Three days till polling day, and for many politically-engaged Christians (or is it just me?) the dilemma presents itself: how should we pray concerning the election? Should we pray for “our side” to win, or should we attempt to be more highminded – praying, as it were, for a “good clean fight”, regardless of outcome – lest we turn our prayers into an attempt to canvass the Almighty (“So can we put you down as an ‘undecided’? And will you be needing a lift to the polling station on Thursday?”)
Thomas Aquinas – via Denys Turner – can help us out here. At one point in his book, Thomas Aquinas: A Portrait, Turner discussed what Thomas has to say concerning voluntas, or the “will”. This is a problematic term for modern readers, Turner suggests:
Bluntly, Thomas’s voluntas is not best translated by the English “will” at all. It is more accurately, if more cumbersomely, translated as one translates Aristotle, as rational or “reasoned desire”, that is, desire rationally deliberated as distinct from instinctive or nonrational forms of desire such as is caused in a hungry person by the smell of food. (pp.174ff.)
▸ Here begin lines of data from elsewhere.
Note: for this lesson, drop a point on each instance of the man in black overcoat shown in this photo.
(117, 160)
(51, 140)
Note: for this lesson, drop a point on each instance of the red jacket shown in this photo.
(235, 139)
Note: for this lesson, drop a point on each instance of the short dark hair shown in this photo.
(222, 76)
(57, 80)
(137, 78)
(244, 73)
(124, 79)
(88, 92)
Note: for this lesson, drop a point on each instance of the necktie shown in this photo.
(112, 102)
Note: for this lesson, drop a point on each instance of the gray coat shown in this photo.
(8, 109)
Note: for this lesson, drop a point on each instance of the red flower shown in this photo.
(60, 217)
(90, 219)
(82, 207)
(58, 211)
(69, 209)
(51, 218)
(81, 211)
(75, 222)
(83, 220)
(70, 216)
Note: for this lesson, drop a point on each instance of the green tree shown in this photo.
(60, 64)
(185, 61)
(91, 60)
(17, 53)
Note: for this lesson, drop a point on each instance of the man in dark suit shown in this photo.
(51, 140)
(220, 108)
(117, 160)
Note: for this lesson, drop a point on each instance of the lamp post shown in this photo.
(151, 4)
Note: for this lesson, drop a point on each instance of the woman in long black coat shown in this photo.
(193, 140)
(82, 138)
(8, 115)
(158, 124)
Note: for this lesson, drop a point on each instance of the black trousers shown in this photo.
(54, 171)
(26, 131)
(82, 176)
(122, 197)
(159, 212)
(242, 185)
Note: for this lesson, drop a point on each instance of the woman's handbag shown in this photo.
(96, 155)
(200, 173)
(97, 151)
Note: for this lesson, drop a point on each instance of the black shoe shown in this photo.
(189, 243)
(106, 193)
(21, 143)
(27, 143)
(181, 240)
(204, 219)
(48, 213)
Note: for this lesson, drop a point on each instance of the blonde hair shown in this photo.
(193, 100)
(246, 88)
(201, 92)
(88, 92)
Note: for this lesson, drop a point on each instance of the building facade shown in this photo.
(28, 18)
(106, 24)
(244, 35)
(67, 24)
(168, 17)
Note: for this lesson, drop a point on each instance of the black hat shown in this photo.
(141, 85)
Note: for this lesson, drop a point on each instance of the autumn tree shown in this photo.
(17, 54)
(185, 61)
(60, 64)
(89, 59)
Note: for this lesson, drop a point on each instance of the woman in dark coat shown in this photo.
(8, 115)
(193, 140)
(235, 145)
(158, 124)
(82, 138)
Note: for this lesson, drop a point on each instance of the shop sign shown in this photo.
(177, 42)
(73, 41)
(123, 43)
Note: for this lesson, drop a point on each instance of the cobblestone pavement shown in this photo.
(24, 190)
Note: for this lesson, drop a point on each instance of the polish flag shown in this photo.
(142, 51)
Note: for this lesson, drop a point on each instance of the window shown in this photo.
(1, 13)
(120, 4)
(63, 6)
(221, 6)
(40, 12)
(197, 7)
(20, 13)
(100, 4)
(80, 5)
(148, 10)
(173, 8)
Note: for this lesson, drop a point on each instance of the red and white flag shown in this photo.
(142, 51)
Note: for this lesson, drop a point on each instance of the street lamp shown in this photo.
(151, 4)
Another way of putting it is that my “will” consists in what I “really” want – that is, in what will make me happy. This is not without its own problems, given the human capacity for self-deception, but for Thomas it lies at the heart of what “the moral life” is about: developing prudentia, “skill in seeing the moral point of human situations, what true desires are to be met within them.”
How can we do this? How can we start to strip away our self-deception, pierce the veil of our ignorance, and develop this “prudence” in desiring what will make us truly happy, give us what we “really” want?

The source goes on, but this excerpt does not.